The SGI Altix 450 currently scales from 2 to 76 cores as a cache-coherent single system image (SSI). For an overview of the SGI Altix 450 system, see Chapter 3, “System Overview” in the SGI Altix 450 System User's Guide.
Future releases will scale to larger processor counts for single system image (SSI) applications. Contact your SGI sales or service representative for the most current information on this topic.
In a DSM system, each processor board contains memory that it shares with the other processors in the system. Because the DSM system is modular, it combines the advantages of low entry-level cost with global scalability in processors, memory, and I/O. You can install and operate the Altix 4700 series system in a rack in your lab or server room. Each 42U SGI rack holds from one to four 10U high enclosures that support up to ten processor and I/O sub modules known as "blades." These blades are single printed circuit boards (PCBs) with ASICS, processors, and memory components mounted on a mechanical carrier. The blades slide directly in and out of the Altix 4700 IRU enclosures. Each individual rack unit (IRU) is 10U in height (see Figure 2-2).
|Note: An Altix 4700 system can support up to eight RASC blades per single system image. Current configuration rules require two compute blades for every RASC blade in your system.|
The Altix 4700 computer system is based on a distributed shared memory (DSM) architecture. The system uses a global-address-space, cache-coherent multiprocessor that scales up to sixty four Intel 64-bit processors in a single rack. Because it is modular, the DSM combines the advantages of lower entry cost with the ability to scale processors, memory, and I/O independently to a maximum of 512 processors on a single-system image (SSI). Larger SSI configurations may be offered in the future, contact your SGI sales or service representative for information.
The system architecture for the Altix 4700 system is a fourth-generation NUMAflex DSM architecture known as NUMAlink-4. In the NUMAlink-4 architecture, all processors and memory are tied together into a single logical system with special crossbar switches (routers). This combination of processors, memory, and crossbar switches constitute the interconnect fabric called NUMAlink. There are four router switches in each 10U IRU enclosure.
The basic expansion building block for the NUMAlink interconnect is the processor node; each processor node consists of a Super-Hub (SHub) ASIC and one or two 64-bit processors with three levels of on-chip secondary caches. The Intel 64-bit processors are connected to the SHub ASIC via a single high-speed front side bus.
The SHub ASIC is the heart of the processor and memory node blade technology. This specialized ASIC acts as a crossbar between the processors, local SDRAM memory, the network interface, and the I/O interface. The SHub ASIC memory interface enables any processor in the system to access the memory of all processors in the system.

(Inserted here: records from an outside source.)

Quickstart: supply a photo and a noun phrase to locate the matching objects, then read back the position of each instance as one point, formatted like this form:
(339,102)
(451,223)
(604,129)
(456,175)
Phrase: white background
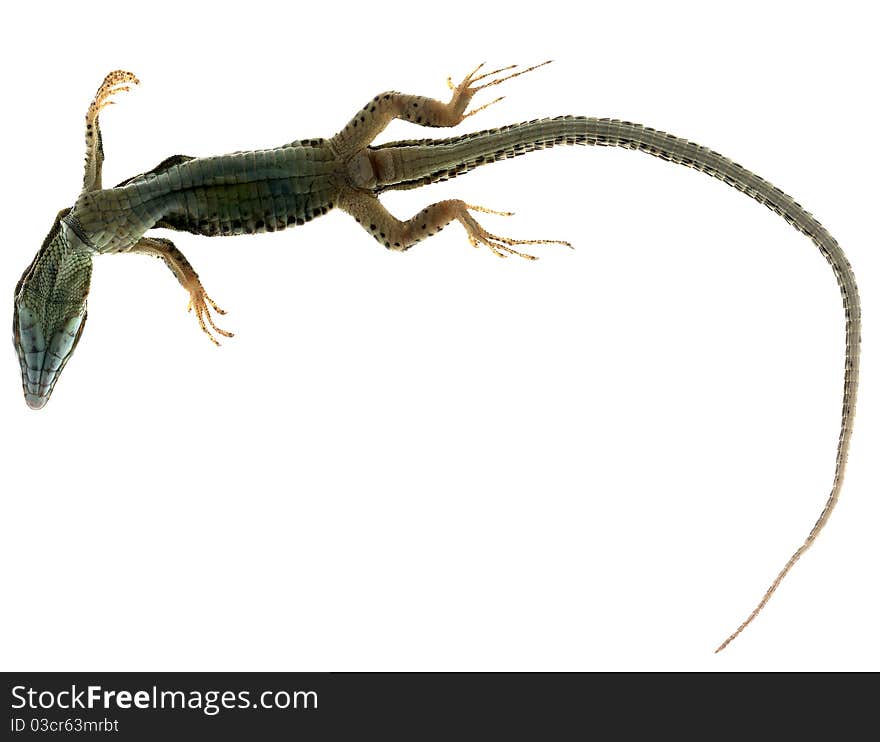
(441,460)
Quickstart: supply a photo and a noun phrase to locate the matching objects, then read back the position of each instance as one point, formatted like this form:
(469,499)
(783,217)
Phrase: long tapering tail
(418,162)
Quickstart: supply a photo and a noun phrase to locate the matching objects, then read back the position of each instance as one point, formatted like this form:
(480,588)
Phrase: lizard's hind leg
(116,82)
(401,235)
(372,119)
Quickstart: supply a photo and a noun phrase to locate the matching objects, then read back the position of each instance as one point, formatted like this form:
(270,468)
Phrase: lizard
(272,189)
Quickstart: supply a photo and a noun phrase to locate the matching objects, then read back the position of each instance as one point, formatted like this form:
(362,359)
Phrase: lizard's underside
(270,190)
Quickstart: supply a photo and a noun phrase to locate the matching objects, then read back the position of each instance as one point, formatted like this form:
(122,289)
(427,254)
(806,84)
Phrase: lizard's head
(50,310)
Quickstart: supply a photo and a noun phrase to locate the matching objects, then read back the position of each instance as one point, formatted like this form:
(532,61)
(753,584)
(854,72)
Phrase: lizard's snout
(42,360)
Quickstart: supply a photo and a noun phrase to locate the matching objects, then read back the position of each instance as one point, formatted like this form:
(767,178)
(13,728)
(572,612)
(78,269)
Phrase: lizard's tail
(418,162)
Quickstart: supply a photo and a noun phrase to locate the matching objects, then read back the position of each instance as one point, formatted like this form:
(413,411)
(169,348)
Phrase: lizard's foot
(466,89)
(501,246)
(202,304)
(118,81)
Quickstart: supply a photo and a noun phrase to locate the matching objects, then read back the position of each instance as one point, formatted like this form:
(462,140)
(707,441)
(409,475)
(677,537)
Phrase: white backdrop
(440,460)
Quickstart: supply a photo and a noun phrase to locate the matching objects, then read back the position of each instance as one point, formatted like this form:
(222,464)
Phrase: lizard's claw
(503,247)
(465,90)
(202,304)
(117,81)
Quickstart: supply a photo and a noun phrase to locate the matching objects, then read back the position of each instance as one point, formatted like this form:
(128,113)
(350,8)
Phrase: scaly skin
(269,190)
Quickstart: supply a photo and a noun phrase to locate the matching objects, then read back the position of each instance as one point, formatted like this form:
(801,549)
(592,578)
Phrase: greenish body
(271,190)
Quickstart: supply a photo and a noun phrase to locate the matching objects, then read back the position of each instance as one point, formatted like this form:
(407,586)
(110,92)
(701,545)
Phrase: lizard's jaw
(42,361)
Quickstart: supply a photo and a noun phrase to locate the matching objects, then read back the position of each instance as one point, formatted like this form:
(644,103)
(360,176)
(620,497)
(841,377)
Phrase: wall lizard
(270,190)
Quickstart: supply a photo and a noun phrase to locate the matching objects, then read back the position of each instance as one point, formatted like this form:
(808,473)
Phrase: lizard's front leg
(198,298)
(401,235)
(372,119)
(116,82)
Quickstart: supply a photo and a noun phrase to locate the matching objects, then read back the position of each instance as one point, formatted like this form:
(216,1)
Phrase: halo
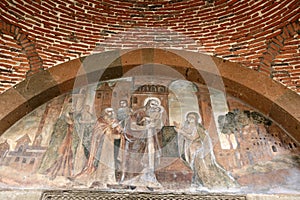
(152,98)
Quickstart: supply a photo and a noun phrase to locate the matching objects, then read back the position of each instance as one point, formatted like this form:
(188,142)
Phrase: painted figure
(59,158)
(146,122)
(100,167)
(197,149)
(85,126)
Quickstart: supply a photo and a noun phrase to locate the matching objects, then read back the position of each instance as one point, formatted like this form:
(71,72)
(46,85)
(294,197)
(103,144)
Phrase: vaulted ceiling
(261,35)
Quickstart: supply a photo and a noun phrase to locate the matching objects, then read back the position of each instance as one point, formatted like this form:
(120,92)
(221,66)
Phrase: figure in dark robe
(146,147)
(59,157)
(100,166)
(197,151)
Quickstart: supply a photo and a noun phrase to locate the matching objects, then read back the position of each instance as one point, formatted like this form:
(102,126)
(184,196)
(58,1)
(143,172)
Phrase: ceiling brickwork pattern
(261,35)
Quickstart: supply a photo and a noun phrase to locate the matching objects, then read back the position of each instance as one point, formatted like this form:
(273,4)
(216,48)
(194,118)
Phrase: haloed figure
(100,167)
(197,150)
(64,163)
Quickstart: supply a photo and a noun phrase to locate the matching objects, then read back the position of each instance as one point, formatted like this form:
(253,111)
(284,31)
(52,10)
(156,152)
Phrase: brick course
(262,35)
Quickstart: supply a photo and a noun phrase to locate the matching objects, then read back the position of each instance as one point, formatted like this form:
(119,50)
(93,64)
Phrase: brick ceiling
(260,34)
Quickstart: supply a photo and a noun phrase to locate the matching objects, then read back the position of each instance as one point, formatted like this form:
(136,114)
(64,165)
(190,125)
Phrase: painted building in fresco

Its I/O interface connects processors to system I/O, which allows every processor in a system direct access to every I/O slot in the system.
Another component of the NUMAlink-4 architecture is the router ASIC. The router ASIC is a custom designed 8-port crossbar ASIC. Using the router ASICs with a highly specialized backplane or NUMAlink-4 cables provides a high-bandwidth, extremely low-latency interconnect between all processor, I/O, and other option blades within the system.